FairerCLIP: Debiasing CLIP's Zero-Shot Predictions using Functions in RKHSs¶
Biases can be viewed based on dependencies between the data attributes. These attributes can be dependent or independent from each other. For example: Men have higher cheekbones than women, so High Cheekbones and Sex are dependent. On the other hand, both men and women can have any sort of hair color, and as such Hair Color and Sex are not dependent.
When the attributes are dependent they called this type of correlation as intrinsic dependence. When they are not dependent they called it a spurious correlation.
The authors claim that debiasing methods are commonly focused on the spurious correlations, requiring or not ground-truth labels and use iterative methods computationally costly.
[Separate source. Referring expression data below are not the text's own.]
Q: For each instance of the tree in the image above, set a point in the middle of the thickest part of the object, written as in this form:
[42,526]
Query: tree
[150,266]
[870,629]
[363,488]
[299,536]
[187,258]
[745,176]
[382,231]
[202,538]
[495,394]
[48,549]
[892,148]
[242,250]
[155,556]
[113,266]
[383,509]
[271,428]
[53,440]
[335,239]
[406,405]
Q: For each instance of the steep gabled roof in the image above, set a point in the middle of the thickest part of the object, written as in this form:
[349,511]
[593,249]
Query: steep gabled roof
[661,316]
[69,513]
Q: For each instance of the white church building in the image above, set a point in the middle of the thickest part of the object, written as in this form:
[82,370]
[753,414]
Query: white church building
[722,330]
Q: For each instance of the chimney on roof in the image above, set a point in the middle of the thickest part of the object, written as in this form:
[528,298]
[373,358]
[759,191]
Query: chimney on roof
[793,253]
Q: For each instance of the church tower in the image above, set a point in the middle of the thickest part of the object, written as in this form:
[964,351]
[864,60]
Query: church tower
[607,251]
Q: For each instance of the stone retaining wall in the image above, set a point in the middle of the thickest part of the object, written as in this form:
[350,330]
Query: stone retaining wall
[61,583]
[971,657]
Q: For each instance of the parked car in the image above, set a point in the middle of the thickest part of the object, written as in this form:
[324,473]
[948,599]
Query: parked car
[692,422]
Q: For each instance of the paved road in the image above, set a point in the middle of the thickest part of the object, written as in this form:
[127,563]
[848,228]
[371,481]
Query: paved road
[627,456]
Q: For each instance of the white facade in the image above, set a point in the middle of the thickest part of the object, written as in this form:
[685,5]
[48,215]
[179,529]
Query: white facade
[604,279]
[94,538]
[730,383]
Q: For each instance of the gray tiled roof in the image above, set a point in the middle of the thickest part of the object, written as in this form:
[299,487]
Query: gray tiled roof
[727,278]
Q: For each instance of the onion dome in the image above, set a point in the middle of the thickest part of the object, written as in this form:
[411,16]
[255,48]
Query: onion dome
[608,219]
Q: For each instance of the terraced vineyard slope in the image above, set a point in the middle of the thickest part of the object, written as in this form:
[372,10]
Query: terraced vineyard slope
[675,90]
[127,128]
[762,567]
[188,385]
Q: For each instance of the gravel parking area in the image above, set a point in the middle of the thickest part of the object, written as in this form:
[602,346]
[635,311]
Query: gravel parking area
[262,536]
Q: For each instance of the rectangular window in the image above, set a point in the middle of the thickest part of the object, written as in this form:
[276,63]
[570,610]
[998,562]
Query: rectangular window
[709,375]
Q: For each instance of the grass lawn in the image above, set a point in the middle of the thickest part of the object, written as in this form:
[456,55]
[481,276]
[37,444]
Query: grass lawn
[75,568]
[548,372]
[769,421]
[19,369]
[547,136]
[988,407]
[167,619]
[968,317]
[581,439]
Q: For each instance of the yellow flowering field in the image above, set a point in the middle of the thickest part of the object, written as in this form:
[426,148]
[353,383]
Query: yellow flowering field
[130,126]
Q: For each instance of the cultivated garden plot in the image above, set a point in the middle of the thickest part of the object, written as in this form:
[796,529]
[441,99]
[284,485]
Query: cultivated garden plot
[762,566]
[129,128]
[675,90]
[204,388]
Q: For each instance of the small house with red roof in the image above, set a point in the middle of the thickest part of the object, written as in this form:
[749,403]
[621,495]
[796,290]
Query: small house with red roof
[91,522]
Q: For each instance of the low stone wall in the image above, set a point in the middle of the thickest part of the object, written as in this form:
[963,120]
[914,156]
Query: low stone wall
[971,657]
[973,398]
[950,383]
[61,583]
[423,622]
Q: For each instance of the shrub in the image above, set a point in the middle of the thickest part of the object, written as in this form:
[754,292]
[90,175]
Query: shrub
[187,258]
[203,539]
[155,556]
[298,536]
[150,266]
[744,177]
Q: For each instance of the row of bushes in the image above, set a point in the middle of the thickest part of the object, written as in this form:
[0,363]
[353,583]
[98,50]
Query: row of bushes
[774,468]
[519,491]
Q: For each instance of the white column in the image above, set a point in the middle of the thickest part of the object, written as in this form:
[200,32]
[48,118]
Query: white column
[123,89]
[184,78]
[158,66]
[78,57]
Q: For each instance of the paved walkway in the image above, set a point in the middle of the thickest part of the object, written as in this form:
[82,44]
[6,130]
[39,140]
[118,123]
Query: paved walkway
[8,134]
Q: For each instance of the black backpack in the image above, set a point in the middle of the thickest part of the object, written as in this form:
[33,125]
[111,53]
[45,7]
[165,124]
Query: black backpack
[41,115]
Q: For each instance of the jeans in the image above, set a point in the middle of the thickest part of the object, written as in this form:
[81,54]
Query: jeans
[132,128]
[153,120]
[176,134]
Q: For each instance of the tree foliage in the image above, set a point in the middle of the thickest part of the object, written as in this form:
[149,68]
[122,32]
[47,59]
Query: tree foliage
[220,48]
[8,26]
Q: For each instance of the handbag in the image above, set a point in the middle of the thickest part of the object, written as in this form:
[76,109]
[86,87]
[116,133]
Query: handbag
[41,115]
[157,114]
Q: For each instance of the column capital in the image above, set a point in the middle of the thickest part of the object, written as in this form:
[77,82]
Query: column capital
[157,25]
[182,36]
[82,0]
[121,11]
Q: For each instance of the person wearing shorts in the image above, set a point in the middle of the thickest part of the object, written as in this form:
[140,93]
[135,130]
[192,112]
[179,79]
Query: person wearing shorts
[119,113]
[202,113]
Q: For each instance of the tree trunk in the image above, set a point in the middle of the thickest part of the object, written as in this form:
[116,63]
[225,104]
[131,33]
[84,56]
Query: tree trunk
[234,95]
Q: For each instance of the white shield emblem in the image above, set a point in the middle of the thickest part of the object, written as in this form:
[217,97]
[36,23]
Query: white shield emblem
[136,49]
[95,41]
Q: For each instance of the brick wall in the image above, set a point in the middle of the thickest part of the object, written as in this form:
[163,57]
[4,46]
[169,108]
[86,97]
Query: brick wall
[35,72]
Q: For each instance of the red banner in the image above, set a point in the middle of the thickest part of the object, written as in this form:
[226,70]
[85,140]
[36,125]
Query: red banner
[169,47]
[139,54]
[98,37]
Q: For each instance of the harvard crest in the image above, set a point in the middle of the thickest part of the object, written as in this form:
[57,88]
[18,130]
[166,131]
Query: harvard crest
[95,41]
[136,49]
Their method is supposed to address all these issues.
They developed a method to learn the biases from text and image embeddings of CLIP and deploy their model as a post-processing stage after CLIP encoding and prior to cosine similarity classifiers.
For performance evaluation they use Average Accuracy, Worst-Group Accuracy and Gap, the difference between average and worst-group. Also, for spurious correlation they used MaxSkew and for intrinsic dependency they used Equal Opportunity Difference (EOD).
For performance evaluation, we use three metrics: 1) Average accuracy (Avg.), 2) Worst-Group accuracy (WG), i.e., the lowest accuracy of all subgroups, and 3) Gap, which is the difference between average and worst-group accuracy.